RED: Zwłaszcza, że często rozbija się to przy ocenie na poszczególne komórki, podczas gdy na niektórych stanowiskach pracy zmierzyć się nie da, bo ostatecznie wynik jest widoczny dopiero całkiem gdzie indziej. To teraz te trudniejsze pytania.
SSC: To te dotychczasowe były łatwe? :)
RED: Były przewidywalne :) Jak Pan widzi apolityczność korpusu w kontekście zmian w ustawie?
SSC: Zasada apolityczności nadal nas obowiązuje. Zmieniły się przede wszystkim zasady zatrudniania na wyższych stanowiskach. Może warto przypomnieć dokładne brzmienie przepisów ustawy:
Art. 78.
1. Członek korpusu służby cywilnej przy wykonywaniu obowiązków służbowych nie może kierować się interesem jednostkowym lub grupowym.
2. Członkowi korpusu służby cywilnej nie wolno publicznie manifestować poglądów politycznych.
3. (…)
4. Członek korpusu służby cywilnej nie może łączyć zatrudnienia w służbie cywilnej z mandatem radnego.
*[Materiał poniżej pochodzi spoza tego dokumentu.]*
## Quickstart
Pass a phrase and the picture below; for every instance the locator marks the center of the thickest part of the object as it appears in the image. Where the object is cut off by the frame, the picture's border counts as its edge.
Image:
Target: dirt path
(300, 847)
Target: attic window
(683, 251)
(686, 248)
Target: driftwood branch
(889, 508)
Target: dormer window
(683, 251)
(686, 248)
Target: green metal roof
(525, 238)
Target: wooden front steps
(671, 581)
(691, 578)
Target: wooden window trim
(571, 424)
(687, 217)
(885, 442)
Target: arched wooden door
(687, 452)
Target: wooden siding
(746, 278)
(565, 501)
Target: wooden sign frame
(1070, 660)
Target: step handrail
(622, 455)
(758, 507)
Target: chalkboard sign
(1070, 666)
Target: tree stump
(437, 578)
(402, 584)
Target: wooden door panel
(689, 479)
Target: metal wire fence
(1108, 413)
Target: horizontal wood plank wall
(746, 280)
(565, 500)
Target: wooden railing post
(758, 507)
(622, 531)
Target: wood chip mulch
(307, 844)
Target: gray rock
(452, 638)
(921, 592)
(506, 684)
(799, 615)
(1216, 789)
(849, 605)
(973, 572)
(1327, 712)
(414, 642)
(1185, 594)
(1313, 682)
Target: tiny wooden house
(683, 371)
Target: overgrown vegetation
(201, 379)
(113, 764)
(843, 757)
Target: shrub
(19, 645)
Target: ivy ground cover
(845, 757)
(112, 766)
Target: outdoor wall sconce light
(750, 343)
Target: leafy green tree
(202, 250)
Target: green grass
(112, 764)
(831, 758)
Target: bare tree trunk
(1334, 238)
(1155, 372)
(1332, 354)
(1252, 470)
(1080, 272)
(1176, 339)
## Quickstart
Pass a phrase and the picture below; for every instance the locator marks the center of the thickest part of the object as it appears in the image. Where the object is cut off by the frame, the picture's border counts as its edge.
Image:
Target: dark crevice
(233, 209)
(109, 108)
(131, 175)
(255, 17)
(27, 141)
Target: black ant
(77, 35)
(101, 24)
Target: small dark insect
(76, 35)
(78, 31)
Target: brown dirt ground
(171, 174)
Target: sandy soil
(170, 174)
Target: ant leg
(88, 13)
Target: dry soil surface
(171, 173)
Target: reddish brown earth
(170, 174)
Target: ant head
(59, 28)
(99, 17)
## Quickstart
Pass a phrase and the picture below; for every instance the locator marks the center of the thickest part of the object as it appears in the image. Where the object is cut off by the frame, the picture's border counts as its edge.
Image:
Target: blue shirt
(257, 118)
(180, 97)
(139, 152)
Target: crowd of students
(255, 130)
5. Urzędnik służby cywilnej nie ma prawa tworzenia partii politycznych ani uczestniczenia w nich.
6. (…)
7. Przepis ust. 5 ma zastosowanie do osoby zajmującej wyższe stanowisko w służbie cywilnej.
RED: Czy ma Pan jakieś nowe pomysły na politykę motywowania, w szczególności – sposobem wypłacania nagród?
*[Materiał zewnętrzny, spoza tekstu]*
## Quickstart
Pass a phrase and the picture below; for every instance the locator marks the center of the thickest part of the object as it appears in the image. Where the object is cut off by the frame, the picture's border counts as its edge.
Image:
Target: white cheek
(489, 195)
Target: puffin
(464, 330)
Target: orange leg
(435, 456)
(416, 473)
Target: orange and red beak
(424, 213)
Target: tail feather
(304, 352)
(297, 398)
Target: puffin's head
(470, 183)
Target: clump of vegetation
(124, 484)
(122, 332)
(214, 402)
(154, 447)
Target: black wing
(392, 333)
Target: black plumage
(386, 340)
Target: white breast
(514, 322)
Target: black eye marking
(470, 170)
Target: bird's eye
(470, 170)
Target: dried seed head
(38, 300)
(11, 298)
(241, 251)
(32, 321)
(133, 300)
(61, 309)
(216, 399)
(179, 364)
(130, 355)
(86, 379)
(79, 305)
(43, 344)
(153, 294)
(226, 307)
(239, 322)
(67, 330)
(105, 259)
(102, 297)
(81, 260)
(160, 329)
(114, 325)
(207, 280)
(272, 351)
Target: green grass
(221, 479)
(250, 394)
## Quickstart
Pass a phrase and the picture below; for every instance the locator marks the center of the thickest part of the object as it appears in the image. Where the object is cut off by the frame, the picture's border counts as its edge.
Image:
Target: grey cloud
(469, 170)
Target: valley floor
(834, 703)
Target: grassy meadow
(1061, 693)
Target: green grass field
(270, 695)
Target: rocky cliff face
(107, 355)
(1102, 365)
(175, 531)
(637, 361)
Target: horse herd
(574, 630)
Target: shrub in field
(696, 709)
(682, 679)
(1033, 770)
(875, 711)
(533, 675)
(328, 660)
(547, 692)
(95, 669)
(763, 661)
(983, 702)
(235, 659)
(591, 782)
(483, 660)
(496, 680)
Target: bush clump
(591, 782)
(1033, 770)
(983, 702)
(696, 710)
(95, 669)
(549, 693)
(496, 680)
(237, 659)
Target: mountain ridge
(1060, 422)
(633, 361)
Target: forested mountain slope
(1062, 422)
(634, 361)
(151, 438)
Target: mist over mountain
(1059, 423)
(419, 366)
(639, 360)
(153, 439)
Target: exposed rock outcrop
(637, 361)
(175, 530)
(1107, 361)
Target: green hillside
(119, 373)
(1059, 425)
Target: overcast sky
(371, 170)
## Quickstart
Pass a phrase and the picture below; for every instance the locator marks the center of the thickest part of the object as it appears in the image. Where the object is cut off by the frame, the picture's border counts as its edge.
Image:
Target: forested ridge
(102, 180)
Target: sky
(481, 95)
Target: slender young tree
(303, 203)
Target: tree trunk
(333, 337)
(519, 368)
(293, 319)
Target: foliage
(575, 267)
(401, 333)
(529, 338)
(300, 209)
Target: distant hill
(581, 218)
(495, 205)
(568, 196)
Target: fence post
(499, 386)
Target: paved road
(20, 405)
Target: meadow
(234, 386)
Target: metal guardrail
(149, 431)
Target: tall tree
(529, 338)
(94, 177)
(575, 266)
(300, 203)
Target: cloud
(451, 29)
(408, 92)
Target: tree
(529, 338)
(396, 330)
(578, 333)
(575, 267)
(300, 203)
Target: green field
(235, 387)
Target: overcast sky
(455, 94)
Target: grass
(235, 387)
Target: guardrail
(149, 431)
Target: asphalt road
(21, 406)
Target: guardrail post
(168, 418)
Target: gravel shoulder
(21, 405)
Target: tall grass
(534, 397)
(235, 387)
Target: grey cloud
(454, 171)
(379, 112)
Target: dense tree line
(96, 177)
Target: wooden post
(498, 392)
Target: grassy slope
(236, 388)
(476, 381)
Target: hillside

SSC: Nic nie stoi na przeszkodzie, żeby dyrektorzy generalni już dziś wiązali wypłacanie nagród z ocenami, a przede wszystkim wskazywaniem konkretnych osiągnięć, za które pracownik jest wyróżniany. Wnioskując o nagrody dla pracowników jako dyrektor w KPRM musiałem takie uzasadnienia wskazywać. I bardzo to ceniłem. Nagradzanie za osiągnięcia oznacza też, że mniej liczy się zajmowane stanowisko. Szeregowy pracownik, jeżeli na to zasługuje, może otrzymywać nagrody wyższe od swojego przełożonego. Nie musi być tak, że dyrektor dostaje najwięcej.
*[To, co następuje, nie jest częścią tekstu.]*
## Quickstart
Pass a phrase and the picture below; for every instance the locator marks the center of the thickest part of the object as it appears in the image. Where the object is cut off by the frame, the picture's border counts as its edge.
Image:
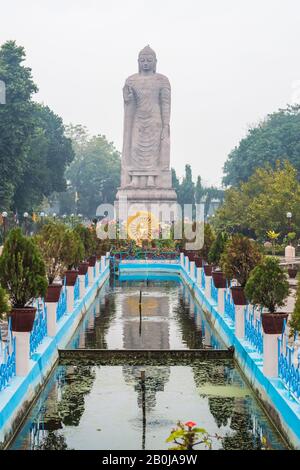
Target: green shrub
(295, 320)
(240, 256)
(217, 248)
(4, 302)
(73, 249)
(88, 238)
(209, 238)
(22, 269)
(267, 285)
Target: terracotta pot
(53, 293)
(272, 323)
(219, 279)
(71, 277)
(208, 269)
(83, 268)
(198, 262)
(191, 255)
(22, 319)
(292, 272)
(92, 260)
(238, 295)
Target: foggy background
(230, 62)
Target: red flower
(190, 424)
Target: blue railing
(202, 279)
(287, 370)
(76, 290)
(86, 280)
(229, 305)
(62, 303)
(253, 330)
(39, 330)
(7, 359)
(214, 292)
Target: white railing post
(192, 269)
(22, 352)
(208, 286)
(70, 299)
(199, 276)
(51, 318)
(81, 278)
(270, 360)
(239, 324)
(221, 303)
(91, 275)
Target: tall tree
(186, 192)
(16, 119)
(276, 138)
(45, 161)
(95, 172)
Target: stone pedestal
(22, 353)
(51, 318)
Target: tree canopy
(94, 175)
(261, 204)
(277, 137)
(34, 151)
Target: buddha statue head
(147, 60)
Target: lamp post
(42, 215)
(289, 218)
(25, 215)
(4, 216)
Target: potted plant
(295, 320)
(268, 287)
(208, 240)
(88, 238)
(214, 256)
(50, 241)
(240, 256)
(4, 303)
(292, 271)
(23, 275)
(72, 255)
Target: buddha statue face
(147, 61)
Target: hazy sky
(230, 62)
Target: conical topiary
(22, 269)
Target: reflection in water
(166, 318)
(124, 407)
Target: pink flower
(190, 424)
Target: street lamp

RED: To też będzie Pan monitorował? ;) A serio, kiedyś był taki pomysł, żeby nadgodziny może płacić, ale z funduszu nagród.
SSC: Dobry pomysł (to monitorowanie) - polityka przyznawania nagród w urzędach mogłaby rzeczywiście być przedmiotem badania. Podstawowym problemem z płaceniem za nadgodziny obecnie nie jest to, z jakiego funduszu (choć oczywiście trzeba znaleźć pieniądze, żeby zapłacić), ale to, że ustawa tego nie dopuszcza.
RED: Tak, ale wtedy mówiło się właśnie o planach zmiany w ustawie. Czy zachowany zostanie w obecnej formie system mianowania, czy zostanie zniesiony bądź zmodyfikowany? I czy zostaną zwiększone limity?
SSC: Mianowania powinny pozostać, będę też się starał, żeby liczba urzędników w całym korpusie rosła. Nie widzę powodu do jakiejś szczególnej modyfikacji tego systemu. Może tylko w zakresie automatycznego przyznawania kolejnego stopnia służby cywilnej w powiązaniu z częstotliwością ocen.
RED: A jest szansa na odmrożenie kwoty bazowej w kolejnych latach czy już na zawsze zostaniemy przy obecnej?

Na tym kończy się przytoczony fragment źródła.